GE Appliances announced plans to build its first "micro-factory" where a global community of consumers will co-create and co-make the next generation of innovative appliances.
The brand new facility is set to open this summer in Louisville, Kentucky. Interested parties can get involved in all aspects of product creation from prototyping to manufacturing and sales. The micro-factory will provide facilities from CAD stations to 3D printers and support the community in selling their products. The facility will be jointly managed with Local Motors, a co-creation and micro-factory organisation.
Getting back to the cottage industry?
Are we returning to the age of the cottage industry? Is this the end of corporate innovation, mega factories and supply chains? I don't think so. The "maker movement," a next-generation extension of DIY culture, is gaining traction and headlines, but my guess is that most consumers – including myself – are not born makers and are not willing to make their own dishwashers.

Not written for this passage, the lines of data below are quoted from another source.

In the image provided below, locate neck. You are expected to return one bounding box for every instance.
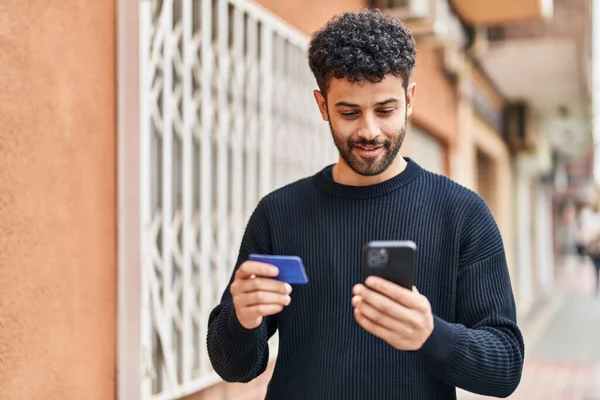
[332,155,407,186]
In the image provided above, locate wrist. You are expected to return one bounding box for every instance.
[228,305,262,338]
[419,313,435,348]
[416,316,461,368]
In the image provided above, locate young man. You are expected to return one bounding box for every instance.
[207,9,524,399]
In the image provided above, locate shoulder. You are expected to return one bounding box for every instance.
[417,170,489,217]
[243,177,314,237]
[417,170,503,265]
[258,176,315,212]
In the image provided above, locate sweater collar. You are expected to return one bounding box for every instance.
[312,157,423,200]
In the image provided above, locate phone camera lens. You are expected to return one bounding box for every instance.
[378,249,388,264]
[368,249,380,268]
[367,248,387,268]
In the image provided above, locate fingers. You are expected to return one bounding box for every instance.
[352,295,413,336]
[239,304,285,318]
[231,261,292,329]
[235,261,280,280]
[353,284,419,326]
[354,307,396,344]
[364,276,429,312]
[236,291,291,307]
[230,276,292,296]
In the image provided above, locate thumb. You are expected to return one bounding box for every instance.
[412,286,419,294]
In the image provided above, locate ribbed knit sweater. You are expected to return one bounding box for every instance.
[207,158,524,400]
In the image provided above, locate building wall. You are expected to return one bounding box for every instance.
[410,44,458,147]
[405,43,458,177]
[409,124,448,175]
[0,1,116,400]
[255,0,365,36]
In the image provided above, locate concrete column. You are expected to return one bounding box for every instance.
[515,159,534,315]
[0,1,116,399]
[453,63,476,188]
[537,184,555,294]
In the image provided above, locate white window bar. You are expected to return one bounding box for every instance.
[198,0,214,380]
[181,0,195,386]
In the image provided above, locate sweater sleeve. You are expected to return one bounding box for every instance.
[416,194,525,398]
[206,198,278,383]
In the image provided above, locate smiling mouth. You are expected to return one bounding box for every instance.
[353,144,384,156]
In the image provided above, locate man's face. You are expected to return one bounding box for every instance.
[314,75,416,176]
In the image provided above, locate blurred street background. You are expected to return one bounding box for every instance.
[2,0,600,399]
[459,256,600,400]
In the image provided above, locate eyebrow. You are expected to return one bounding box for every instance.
[334,98,399,108]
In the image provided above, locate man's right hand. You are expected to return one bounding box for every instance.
[230,260,292,330]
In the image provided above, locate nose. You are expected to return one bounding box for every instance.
[356,113,381,141]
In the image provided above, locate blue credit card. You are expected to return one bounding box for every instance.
[248,254,309,284]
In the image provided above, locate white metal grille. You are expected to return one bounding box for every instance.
[139,0,336,398]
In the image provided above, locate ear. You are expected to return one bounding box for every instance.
[313,90,329,121]
[406,82,416,117]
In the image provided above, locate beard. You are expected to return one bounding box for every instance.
[328,114,407,177]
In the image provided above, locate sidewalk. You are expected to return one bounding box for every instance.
[458,258,600,400]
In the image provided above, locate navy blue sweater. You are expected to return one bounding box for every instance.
[207,158,524,399]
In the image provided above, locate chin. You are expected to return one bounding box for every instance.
[338,146,398,177]
[348,160,388,177]
[356,169,385,177]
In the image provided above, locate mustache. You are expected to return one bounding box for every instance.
[348,137,390,147]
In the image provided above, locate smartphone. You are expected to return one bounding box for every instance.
[248,254,309,284]
[361,240,416,290]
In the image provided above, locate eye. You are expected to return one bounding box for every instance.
[341,111,359,119]
[376,108,395,116]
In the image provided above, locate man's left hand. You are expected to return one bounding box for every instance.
[352,276,434,351]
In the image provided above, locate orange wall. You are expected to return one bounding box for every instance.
[452,0,547,24]
[403,43,458,176]
[410,44,458,146]
[0,1,116,399]
[255,0,365,36]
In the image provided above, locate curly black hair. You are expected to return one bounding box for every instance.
[308,9,417,95]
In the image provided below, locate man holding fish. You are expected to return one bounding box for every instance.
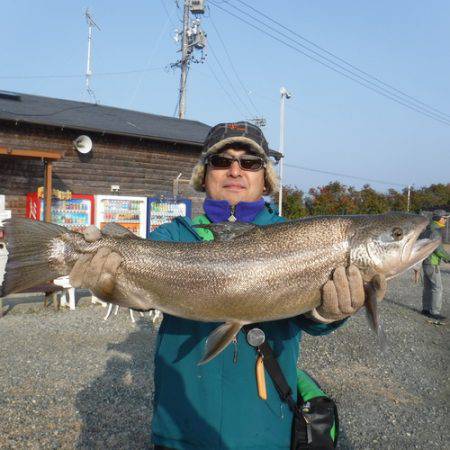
[71,122,384,450]
[1,122,439,449]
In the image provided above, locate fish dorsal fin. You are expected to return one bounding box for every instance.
[193,221,258,242]
[102,222,140,239]
[198,322,243,365]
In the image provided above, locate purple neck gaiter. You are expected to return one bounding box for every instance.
[204,198,265,223]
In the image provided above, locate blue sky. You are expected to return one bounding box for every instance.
[2,0,449,193]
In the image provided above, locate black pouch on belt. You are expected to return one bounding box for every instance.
[291,369,338,449]
[243,325,338,450]
[291,394,338,449]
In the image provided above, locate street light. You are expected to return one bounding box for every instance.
[278,86,292,216]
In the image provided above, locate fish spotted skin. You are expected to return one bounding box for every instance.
[0,212,438,323]
[0,213,440,363]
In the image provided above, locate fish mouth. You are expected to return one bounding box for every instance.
[391,235,441,280]
[409,236,441,267]
[388,218,441,280]
[400,218,429,265]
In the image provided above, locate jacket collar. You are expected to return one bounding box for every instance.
[174,202,283,242]
[203,198,265,223]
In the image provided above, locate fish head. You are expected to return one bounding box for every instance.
[349,213,441,281]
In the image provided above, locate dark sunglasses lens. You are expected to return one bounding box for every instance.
[209,155,232,168]
[208,154,264,170]
[240,157,264,170]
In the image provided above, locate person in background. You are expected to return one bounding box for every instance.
[421,209,450,321]
[70,121,386,450]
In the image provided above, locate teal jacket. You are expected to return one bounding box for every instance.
[423,221,450,266]
[150,205,345,450]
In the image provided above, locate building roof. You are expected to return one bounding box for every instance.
[0,91,210,146]
[0,90,281,159]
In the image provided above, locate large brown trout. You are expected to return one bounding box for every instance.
[0,213,440,363]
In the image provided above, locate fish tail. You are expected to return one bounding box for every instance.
[0,217,72,296]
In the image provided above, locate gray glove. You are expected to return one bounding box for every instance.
[69,225,123,301]
[307,265,387,323]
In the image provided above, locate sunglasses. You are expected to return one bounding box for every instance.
[207,154,265,171]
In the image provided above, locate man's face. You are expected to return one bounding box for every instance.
[204,148,266,205]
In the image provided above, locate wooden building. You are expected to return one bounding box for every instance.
[0,91,211,218]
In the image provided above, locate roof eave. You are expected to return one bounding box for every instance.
[0,117,204,148]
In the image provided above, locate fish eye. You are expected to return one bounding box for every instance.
[391,227,404,241]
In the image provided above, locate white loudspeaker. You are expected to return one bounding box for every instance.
[73,135,93,154]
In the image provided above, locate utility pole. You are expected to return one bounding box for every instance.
[85,8,100,103]
[178,1,190,119]
[278,87,292,215]
[174,0,207,119]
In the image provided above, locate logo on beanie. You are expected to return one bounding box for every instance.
[228,123,246,131]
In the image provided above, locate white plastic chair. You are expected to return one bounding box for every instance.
[103,303,162,323]
[91,294,108,307]
[53,276,76,310]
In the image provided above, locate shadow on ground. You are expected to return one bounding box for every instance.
[1,289,92,315]
[336,427,355,449]
[75,319,156,449]
[383,296,422,313]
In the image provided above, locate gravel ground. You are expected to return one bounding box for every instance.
[0,270,449,450]
[302,267,450,450]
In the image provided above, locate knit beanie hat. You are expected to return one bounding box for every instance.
[190,121,279,194]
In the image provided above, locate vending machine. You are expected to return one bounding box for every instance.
[26,192,95,233]
[147,197,192,236]
[95,195,147,238]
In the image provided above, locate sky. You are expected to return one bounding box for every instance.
[2,0,449,193]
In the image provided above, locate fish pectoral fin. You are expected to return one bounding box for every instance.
[192,222,258,242]
[364,274,387,350]
[198,322,243,365]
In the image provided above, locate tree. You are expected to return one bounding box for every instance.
[307,181,357,215]
[386,188,407,211]
[277,186,308,219]
[277,182,449,218]
[356,184,390,214]
[410,183,450,212]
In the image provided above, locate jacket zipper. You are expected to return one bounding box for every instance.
[228,205,237,222]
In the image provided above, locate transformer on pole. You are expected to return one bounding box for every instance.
[172,0,207,119]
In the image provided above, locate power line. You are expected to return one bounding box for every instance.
[0,67,165,80]
[0,74,86,80]
[206,59,245,116]
[218,1,450,126]
[221,1,450,125]
[245,89,305,116]
[208,7,260,116]
[233,0,450,121]
[284,163,406,187]
[209,1,450,127]
[208,41,254,117]
[128,15,172,108]
[159,0,177,28]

Manufacturing corporations are here to stay. We all have strong ideas and preferences about appliances, though, and this is what is needed to reinvigorate corporate innovation.
In his 2012 book Makers, Chris Anderson wrote that "transformative change happens when industries democratise, when they're ripped from the sole domain of companies, governments, and other institutions and handed over to regular folks." I fully agree. And this is what GE wants to do: harness the collective creativity of the crowd (or "crowdsource") for a change in their home appliance innovation process.
SCM World research shows that "collaborating with the customer base" is a popular strategy for manufacturers to drive innovation, with more than half of companies reporting that they do so. A substantial proportion of companies are also using social media to source real-time feedback from customers (56%), inform new product development processes (45%), and improve demand sensing and forecasting (46%).
Productive innovation, not just product innovation
The challenge for complex multinational companies like GE is that they can't sustain today's pace of innovation. Many companies feel that innovation is too expensive as risks of failure in new product design and introduction are substantial. Harnessing the creative power of the crowd sounds like a clever idea, but how does one make sure all this creativity is driven towards profit?
In this respect, what I find interesting about GE's approach is the direct involvement of the company's design and engineering teams in the micro-factory. GE's teams will work with the community by not only gathering ideas but also challenging makers with design and engineering issues. I think their years of domain knowledge in the appliance industry will make the difference here.
GE Appliances' design and engineering teams will also work along with makers as small batch production of community designs transitions into larger-scale production. The micro-factory strategy will allow GE Appliances to move select products to larger-scale factories with more confidence, because they will have been vetted by the community first. Low-volume product will never make it to traditional factories, saving the company from sure losses.
I believe that GE's micro-factory strategy is a great opportunity and example for many other companies willing to move away from mere product innovation – an approach that is prone to failure – and towards "productive innovation" – an approach that is open to crowdsourcing and creates flexibility to scale production from micro- to macro-factories.
This, I think, will be the key to secure success in future manufacturing.